A pastoral, fiel à memória bíblica que dá testemunho de Deus, que liberta aos pequenos da opressão dos arrogantes, unida à leitura dos sinais dos tempos, está sendo convocada a ser formulada, a partir desta opção social, que procura concretizar a opção pela vida. Porque mais vida é uma opção em favor daqueles que praticamente não têm vida. Isto significa, por exemplo, que a pastoral deve interessar-se e participar nas lutas dos camponeses pela reforma agrária; nas reivindicações dos sindicatos que procuram não somente uma melhor distribuição da renda, mas também a criação de estruturas que permitam o desenvolvimento do bem-estar humano de maneira eqüitativa para todos etc.
Para as Igrejas Evangélicas, isto supõe superar aquela atitude que as leva a se distanciar dos problemas sociais. Esse "isolamento do mundo" revela uma inconsciência da presença atuante do Espírito Santo de Deus na história. A ação de Deus é livre e soberana. Portanto, aqueles que têm fé são chamados a unir-se à mesma. Não se pode esquecer que as "portas do inferno não prevalecerão frente à Igreja" (Mt 16.18). Muitas vezes, entende-se este dito de Jesus como se as portas das Igrejas fossem conter os embates das forças do mal. Mas, como se acaba de ver, a proposição de Jesus não chama a adotar atitudes defensivas. Num momento da história latino-americana quando os setores populares, aqueles dos quais é o Reino, tomam a iniciativa da história, as Igrejas não têm argumentos válidos, segundo o ponto de vista do Evangelho, para evitar unir-se a seu movimento, a optar por eles.
NOTAS
1. Esse texto é parte do Capítulo IV, Cristo Tomando Forma na Sociedade e na Igreja, do livro Pelas Trilhas do Mundo, a caminho do Reino, de Julio de Santa Ana, publicado em 1985 pela Imprensa Metodista e Faculdade de Teologia da Igreja Metodista, e pode ser lido e copiado gratuitamente no site www.biblioteca.metodista.org.br.
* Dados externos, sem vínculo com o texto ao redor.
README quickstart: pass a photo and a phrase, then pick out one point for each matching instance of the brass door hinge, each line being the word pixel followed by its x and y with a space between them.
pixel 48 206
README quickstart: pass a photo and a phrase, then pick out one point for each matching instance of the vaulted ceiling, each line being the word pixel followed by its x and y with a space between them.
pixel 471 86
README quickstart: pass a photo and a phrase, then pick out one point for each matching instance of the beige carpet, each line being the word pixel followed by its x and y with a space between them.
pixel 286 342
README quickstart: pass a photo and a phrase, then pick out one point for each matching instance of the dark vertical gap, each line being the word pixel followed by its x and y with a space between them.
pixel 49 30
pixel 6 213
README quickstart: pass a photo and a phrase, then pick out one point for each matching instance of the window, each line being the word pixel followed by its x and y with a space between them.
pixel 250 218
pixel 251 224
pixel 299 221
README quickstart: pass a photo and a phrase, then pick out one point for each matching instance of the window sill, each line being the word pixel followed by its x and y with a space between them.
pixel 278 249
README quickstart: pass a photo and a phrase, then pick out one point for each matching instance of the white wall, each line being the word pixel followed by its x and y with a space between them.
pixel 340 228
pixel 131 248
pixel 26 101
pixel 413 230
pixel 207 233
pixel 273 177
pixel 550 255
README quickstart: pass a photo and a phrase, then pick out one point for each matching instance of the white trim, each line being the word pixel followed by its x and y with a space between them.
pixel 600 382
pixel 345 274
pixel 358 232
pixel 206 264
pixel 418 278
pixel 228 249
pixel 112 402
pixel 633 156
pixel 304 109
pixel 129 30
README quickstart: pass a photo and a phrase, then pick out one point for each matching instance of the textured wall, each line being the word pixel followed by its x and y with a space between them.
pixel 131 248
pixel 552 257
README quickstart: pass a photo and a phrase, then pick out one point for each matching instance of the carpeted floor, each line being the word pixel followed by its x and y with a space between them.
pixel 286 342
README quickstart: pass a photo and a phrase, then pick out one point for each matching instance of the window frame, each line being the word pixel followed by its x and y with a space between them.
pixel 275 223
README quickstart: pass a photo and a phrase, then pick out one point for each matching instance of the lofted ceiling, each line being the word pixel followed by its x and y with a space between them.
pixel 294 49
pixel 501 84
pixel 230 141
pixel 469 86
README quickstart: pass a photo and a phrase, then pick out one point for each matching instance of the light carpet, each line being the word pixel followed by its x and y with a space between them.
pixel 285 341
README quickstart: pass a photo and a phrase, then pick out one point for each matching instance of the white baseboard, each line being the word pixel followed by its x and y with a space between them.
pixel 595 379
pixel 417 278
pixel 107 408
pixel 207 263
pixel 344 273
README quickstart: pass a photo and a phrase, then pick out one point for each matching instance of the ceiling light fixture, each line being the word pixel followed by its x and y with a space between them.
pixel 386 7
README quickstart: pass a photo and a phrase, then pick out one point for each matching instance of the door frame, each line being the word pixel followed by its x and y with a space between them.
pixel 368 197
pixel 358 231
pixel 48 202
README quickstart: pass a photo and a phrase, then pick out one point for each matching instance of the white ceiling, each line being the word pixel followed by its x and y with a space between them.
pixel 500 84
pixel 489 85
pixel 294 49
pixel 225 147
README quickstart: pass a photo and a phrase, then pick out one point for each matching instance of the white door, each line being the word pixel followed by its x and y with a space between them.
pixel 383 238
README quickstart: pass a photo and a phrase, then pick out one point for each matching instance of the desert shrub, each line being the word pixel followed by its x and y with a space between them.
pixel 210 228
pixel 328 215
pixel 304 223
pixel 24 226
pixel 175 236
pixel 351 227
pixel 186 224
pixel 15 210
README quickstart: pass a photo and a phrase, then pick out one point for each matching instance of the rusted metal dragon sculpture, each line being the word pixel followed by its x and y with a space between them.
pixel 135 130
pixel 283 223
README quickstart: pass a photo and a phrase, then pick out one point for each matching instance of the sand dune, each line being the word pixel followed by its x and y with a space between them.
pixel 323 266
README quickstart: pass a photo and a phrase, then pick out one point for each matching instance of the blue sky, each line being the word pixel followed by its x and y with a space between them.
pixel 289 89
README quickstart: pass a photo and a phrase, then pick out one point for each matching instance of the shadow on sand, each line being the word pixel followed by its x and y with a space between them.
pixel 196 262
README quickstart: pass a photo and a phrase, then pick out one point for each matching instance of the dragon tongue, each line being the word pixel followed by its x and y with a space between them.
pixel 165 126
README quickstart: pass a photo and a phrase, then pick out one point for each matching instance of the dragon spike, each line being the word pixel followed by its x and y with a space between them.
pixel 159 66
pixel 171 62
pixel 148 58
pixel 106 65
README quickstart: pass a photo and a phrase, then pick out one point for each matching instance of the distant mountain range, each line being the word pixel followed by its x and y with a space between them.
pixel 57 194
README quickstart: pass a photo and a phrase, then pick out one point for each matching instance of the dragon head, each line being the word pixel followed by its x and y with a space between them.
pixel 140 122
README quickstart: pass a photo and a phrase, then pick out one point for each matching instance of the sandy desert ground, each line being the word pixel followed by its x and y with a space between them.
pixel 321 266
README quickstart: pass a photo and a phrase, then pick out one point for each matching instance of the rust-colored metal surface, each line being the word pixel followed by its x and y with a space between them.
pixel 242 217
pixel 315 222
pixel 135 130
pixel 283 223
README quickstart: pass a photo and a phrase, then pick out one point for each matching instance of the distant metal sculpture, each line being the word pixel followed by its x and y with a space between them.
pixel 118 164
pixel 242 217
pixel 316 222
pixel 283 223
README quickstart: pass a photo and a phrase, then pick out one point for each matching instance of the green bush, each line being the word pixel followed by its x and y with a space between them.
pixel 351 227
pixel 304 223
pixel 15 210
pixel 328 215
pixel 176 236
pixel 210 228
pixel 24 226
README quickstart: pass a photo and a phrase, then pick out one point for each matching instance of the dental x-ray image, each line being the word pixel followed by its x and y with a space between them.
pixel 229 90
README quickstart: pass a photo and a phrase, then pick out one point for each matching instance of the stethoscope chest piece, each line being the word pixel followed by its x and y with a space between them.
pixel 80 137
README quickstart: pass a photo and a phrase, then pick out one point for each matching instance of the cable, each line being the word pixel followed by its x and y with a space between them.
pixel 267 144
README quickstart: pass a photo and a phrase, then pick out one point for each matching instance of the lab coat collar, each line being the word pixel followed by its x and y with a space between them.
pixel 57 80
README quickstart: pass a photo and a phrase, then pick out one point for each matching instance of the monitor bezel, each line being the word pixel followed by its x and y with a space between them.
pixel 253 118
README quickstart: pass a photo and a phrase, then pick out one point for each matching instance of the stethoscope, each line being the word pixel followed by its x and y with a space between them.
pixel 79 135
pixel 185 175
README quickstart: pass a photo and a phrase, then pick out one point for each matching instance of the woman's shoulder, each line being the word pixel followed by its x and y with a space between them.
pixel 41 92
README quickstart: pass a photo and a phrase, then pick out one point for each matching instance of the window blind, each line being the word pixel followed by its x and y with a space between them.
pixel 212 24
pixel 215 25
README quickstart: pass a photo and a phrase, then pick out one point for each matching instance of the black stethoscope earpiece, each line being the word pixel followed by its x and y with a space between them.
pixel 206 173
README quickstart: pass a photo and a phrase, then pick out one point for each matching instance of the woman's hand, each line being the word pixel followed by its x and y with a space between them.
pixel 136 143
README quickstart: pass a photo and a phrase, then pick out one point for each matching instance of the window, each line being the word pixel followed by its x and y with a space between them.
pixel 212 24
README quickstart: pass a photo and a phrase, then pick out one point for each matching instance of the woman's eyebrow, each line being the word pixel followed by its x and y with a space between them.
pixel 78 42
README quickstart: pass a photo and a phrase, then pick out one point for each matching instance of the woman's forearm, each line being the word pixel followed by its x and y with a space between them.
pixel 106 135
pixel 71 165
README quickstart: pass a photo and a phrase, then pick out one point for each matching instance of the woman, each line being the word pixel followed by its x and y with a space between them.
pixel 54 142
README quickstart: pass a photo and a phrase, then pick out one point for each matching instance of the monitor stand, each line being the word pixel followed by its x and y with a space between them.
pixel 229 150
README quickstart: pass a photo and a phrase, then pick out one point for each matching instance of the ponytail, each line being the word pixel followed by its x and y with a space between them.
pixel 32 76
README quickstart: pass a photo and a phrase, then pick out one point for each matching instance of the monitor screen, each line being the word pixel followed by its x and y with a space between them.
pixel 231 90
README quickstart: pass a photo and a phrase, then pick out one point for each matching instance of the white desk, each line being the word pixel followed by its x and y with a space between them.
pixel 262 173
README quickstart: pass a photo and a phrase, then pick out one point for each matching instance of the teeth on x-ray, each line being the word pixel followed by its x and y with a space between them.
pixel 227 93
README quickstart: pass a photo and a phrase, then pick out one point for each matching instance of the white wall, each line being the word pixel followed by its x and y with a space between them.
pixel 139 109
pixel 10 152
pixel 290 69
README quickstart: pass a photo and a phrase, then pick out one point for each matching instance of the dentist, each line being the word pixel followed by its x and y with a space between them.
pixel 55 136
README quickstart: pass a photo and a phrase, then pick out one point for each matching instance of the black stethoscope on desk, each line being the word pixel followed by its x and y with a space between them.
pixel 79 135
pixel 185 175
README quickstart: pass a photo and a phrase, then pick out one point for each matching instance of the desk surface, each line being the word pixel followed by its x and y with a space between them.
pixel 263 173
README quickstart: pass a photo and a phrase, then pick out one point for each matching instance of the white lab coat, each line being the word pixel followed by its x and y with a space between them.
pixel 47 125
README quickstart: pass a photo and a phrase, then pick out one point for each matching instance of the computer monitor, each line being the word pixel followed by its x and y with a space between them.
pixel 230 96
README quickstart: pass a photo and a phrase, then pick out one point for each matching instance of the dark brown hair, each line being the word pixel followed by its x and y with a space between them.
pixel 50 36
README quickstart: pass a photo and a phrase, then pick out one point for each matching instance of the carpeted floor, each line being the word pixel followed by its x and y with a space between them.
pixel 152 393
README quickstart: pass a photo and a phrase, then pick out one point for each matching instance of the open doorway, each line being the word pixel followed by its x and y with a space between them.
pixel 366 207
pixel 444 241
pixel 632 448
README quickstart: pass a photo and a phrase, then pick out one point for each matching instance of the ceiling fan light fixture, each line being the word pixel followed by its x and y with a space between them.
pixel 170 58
2. Um claro exemplo deste tipo de bom pastor foi, nos primeiros tempos da colonização espanhola da América Latina, Frei Bartolomeu de las Casas, amigo dos índios, irmão dos oprimidos. Outro claro exemplo, em nosso tempo, foi Oscar Romero, de quem Pablo Richard e Guillermo Melléndez, Op. Cit., p. 102, assinalam "Pouco a pouco Monsenhor Romero se constituiu na voz dos sem voz. Apesar de sua grande duração, sua homilia dominical, converteu-se no programa radiofônico de maior audiência em El Salvador. Nos últimos anos de sua vida, suas homilias também eram ouvidas em muitos outros países latino-americanos e do mundo". Como pastor também ressaltou com alegria os sinais de esperança que surgiam para o povo, como ocorreu por ocasião da formação da Coordenadoria Revolucionária das Massas, passo importante dado pelo povo salvadorenho no caminho para sua libertação.
3. Benoit Dumas, Op. Cit., pp. 19-20.